All of this is being treated, in Jakarta and Washington, as a major triumph. And without a doubt, the government of Susilo Bambang Yudhoyono has amassed a strong record in fighting terrorism. Detachment 88, the elite police force that has received training from the US, has become a model for counterterrorism, rolling up informants, infiltrating militant cells far more effectively than most Western intelligence agencies, and taking Jemaah Islamiah apart, so that it is a shadow of its presence of five or ten years ago.

But even as the Yudhoyono government wins against terrorism, it has proven strikingly mealy-mouthed and ineffective against intolerance. The government mostly says nothing as radical groups have attacked Christians throughout the archipelago and harassed and even attacked secular Indonesians partying at bars in Jakarta. In the past, Yudhoyono has hardly fought back when hardliners have changed laws to discriminate against minority Muslim sects, like the Ahmadiyah, and he seems basically unwilling to take a tough line against the Islamic Defenders Front, a leading vigilante group that tries to enforce its hardline version of Islam, and that is mutating into smaller, more thuggish cells, according to a recent investigation by the Jakarta Post.
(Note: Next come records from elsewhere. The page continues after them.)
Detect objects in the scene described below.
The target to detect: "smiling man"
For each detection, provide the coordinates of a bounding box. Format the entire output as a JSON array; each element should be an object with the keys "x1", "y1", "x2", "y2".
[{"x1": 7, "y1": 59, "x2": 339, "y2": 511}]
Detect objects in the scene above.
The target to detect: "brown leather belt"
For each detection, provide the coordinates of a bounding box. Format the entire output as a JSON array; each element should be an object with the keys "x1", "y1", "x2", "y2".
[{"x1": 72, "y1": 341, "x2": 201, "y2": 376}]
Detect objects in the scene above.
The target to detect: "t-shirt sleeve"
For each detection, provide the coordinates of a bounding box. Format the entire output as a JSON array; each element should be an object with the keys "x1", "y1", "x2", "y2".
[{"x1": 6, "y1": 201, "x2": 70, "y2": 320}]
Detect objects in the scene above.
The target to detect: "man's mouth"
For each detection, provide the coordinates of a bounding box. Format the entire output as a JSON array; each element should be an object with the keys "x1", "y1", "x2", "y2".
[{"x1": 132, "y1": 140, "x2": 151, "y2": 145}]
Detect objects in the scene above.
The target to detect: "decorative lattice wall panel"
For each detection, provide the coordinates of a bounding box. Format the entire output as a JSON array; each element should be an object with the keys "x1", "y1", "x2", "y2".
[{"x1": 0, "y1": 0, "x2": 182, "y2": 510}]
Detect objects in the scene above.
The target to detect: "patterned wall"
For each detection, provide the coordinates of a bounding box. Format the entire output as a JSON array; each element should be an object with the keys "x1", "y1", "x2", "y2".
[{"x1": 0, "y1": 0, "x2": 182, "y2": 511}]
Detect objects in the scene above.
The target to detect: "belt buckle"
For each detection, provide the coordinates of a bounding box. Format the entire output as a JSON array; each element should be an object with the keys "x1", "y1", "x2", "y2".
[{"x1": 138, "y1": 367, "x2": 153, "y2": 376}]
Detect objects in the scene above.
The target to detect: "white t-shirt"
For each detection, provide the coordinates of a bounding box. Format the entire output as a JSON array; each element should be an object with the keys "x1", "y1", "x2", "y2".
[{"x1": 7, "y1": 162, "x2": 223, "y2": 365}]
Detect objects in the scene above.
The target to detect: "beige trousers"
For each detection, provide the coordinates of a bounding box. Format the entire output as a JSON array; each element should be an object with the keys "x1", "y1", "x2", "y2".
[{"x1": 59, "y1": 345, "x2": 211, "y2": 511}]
Yet in the long run, the Indonesian government cannot carry out such a schizophrenic policy. Yudhoyono, a conciliatory and slow-moving politician, moves cautiously, so as not to alienate more religious political allies. But creating the kind of democracy in which public opinion will not accept such intolerance – and thus, public opinion will back the government if it needs to crack down on violent militants – means speaking out publicly against vigilante justice, attacks on Christians, and other affronts. Otherwise, groups like Detachment 88 are just fighting battles, without any context. And in a climate of intolerance, militants will generate new cells as quickly as the government can arrest them.